Games are an exchange of questions and answers. "Can I do this?" "How are you trying to do that?" The GM adjudicates the reality of the world based on this exchange. "Sure, you can climb a tree, no problem" versus "You're trying to climb the tree before GORTHMAK THE UNDECEIVER catches you. Uhhh, roll a d20 and try and beat your Dexterity."
One of the most essential questions of "Can my character..." is "Can my character know this?"
- Have I heard of Medusa before?
- What does my wizard know about dragons?
- I feel that, like, as a fighter I'd probably know about wars and tactics and stuff.
What do I know?
- Obvious knowledge (level 1): Stuff everybody knows and sets the general expectations of the encounter. Giving players a lot of information makes sure that both players and the GM are on the same page and lets players make intelligent choices.

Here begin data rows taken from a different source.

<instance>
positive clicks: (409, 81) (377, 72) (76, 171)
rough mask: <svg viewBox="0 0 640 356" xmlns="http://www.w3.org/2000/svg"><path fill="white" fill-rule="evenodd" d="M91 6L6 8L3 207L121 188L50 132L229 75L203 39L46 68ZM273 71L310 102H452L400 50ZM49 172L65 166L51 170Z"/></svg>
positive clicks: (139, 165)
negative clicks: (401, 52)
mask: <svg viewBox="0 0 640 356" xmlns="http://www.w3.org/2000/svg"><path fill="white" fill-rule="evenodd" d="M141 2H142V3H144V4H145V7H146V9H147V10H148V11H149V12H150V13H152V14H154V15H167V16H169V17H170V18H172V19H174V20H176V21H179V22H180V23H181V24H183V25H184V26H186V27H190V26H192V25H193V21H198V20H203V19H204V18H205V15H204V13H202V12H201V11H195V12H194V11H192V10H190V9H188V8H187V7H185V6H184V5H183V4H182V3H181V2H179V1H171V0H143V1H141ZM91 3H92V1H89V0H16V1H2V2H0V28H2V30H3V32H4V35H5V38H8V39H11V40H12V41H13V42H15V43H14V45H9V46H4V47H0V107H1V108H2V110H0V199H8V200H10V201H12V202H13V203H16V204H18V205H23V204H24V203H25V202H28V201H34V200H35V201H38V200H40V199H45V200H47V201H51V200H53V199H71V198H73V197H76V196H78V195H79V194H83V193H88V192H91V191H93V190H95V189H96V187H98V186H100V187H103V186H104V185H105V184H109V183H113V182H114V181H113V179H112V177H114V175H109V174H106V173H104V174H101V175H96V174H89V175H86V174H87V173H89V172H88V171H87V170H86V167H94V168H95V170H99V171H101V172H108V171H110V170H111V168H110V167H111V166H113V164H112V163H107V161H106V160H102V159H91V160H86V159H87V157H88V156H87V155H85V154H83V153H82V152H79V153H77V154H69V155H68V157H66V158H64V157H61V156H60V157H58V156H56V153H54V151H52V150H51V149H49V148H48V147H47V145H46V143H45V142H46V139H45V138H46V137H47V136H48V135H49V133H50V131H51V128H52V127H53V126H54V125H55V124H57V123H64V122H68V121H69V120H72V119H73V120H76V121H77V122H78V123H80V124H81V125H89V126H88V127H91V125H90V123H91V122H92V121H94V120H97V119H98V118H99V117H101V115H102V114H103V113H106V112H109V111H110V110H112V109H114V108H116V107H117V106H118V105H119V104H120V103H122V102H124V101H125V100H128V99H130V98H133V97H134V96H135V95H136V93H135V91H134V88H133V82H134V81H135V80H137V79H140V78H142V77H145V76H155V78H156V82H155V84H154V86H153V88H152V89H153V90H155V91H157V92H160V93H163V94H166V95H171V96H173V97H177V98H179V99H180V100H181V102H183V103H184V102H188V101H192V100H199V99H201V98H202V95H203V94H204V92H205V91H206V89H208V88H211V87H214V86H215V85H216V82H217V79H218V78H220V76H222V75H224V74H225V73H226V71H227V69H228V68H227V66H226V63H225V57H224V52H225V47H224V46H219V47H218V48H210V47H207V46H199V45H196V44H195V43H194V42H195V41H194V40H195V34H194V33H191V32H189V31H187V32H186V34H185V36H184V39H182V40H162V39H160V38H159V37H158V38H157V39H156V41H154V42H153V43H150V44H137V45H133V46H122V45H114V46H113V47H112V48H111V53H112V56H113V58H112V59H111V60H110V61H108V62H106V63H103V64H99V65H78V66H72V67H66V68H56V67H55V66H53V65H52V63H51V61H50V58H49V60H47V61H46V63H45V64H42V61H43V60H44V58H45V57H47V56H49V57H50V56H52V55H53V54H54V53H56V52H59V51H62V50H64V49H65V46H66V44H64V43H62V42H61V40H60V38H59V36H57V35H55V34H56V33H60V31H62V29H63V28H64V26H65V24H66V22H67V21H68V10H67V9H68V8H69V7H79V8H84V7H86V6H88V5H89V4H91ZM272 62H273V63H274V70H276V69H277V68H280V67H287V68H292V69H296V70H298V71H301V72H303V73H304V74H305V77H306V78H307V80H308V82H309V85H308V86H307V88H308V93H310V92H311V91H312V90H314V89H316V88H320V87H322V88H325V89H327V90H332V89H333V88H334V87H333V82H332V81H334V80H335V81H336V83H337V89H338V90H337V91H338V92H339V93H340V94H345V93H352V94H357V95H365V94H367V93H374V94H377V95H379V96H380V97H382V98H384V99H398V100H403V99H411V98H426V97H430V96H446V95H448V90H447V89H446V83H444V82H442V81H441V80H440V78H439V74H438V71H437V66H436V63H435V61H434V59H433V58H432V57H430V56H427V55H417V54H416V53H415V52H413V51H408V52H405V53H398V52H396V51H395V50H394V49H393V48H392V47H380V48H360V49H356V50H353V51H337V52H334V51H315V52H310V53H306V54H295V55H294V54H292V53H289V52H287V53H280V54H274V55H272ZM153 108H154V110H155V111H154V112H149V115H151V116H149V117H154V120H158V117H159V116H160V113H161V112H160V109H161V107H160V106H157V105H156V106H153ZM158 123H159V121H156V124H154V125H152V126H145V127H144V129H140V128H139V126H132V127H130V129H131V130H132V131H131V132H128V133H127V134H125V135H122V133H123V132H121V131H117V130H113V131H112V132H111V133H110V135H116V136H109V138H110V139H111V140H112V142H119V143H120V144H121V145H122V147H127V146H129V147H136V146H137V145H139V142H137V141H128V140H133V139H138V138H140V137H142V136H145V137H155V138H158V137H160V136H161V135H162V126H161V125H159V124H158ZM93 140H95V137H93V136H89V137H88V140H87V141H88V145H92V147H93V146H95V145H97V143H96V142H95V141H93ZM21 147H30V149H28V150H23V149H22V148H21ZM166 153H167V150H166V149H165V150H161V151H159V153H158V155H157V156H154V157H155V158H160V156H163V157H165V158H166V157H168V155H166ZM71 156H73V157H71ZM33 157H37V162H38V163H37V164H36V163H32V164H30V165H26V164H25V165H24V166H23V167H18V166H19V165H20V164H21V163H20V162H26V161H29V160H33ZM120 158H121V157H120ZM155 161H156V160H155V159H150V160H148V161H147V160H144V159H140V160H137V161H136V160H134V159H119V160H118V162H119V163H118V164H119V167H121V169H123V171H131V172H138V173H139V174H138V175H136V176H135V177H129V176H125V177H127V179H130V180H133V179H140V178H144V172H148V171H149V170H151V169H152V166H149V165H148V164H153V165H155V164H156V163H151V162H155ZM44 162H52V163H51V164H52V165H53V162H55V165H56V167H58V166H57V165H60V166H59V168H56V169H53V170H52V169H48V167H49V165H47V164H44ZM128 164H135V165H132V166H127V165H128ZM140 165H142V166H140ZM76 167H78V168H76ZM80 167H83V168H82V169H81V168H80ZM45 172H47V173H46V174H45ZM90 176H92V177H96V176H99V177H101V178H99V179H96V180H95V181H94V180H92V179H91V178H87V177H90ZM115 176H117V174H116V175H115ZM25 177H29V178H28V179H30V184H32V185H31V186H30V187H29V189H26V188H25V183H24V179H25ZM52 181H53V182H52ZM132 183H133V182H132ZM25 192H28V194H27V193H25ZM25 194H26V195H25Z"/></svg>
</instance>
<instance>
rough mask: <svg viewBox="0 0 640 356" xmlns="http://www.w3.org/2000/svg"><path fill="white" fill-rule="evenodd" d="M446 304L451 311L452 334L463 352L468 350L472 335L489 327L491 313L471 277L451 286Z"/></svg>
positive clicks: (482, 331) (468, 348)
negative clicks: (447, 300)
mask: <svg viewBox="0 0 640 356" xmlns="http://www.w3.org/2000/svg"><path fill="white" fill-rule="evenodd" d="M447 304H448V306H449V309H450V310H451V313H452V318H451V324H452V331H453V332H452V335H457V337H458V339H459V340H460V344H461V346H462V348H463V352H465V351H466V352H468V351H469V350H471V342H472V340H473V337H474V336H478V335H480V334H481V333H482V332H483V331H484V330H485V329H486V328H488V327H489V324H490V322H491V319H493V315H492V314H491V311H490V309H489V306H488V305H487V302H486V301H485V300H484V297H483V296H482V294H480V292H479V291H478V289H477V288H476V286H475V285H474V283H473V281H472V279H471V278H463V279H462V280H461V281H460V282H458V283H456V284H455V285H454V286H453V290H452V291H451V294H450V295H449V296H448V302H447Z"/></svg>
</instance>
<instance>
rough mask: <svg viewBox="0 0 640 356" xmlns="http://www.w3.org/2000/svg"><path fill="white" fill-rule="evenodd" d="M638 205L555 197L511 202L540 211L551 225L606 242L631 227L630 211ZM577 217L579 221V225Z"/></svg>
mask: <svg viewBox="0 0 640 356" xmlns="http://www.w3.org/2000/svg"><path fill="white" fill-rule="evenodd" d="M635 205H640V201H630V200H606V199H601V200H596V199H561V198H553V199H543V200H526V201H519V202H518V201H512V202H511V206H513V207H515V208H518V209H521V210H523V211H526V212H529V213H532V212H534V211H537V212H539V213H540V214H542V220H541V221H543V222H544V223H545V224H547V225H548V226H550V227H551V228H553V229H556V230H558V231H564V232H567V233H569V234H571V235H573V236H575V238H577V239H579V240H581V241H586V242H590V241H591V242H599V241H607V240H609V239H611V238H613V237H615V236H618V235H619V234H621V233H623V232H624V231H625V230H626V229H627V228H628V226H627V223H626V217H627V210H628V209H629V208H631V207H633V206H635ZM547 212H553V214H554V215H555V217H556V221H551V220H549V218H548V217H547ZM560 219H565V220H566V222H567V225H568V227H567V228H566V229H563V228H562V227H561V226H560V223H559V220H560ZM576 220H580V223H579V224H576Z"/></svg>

- Obscure knowledge (level 2): Some specialist subjects would only be known to certain people. Obscure knowledge might include the habits of mythical creatures, the likes and dislikes of specific people within an organization, or the metaphysics of the planes of reality. In these cases, the GM should only give information to a player who has bid lore (see below). If a player bids lore and the GM accepts the question, the GM should give as much information on the subject as they know—keep talking and riffing until you run out of material.
- “Yes, you know about this.” The GM then gives a detailed answer. If the GM says "Yes," the GM will answer your question as thoroughly as they can.
- “No, you wouldn’t know about this with that lore.”
- “I don’t accept this lore bid.” The GM then tells the player why the lore bid question wasn’t fair game. The player may rephrase or re-frame the question and try again.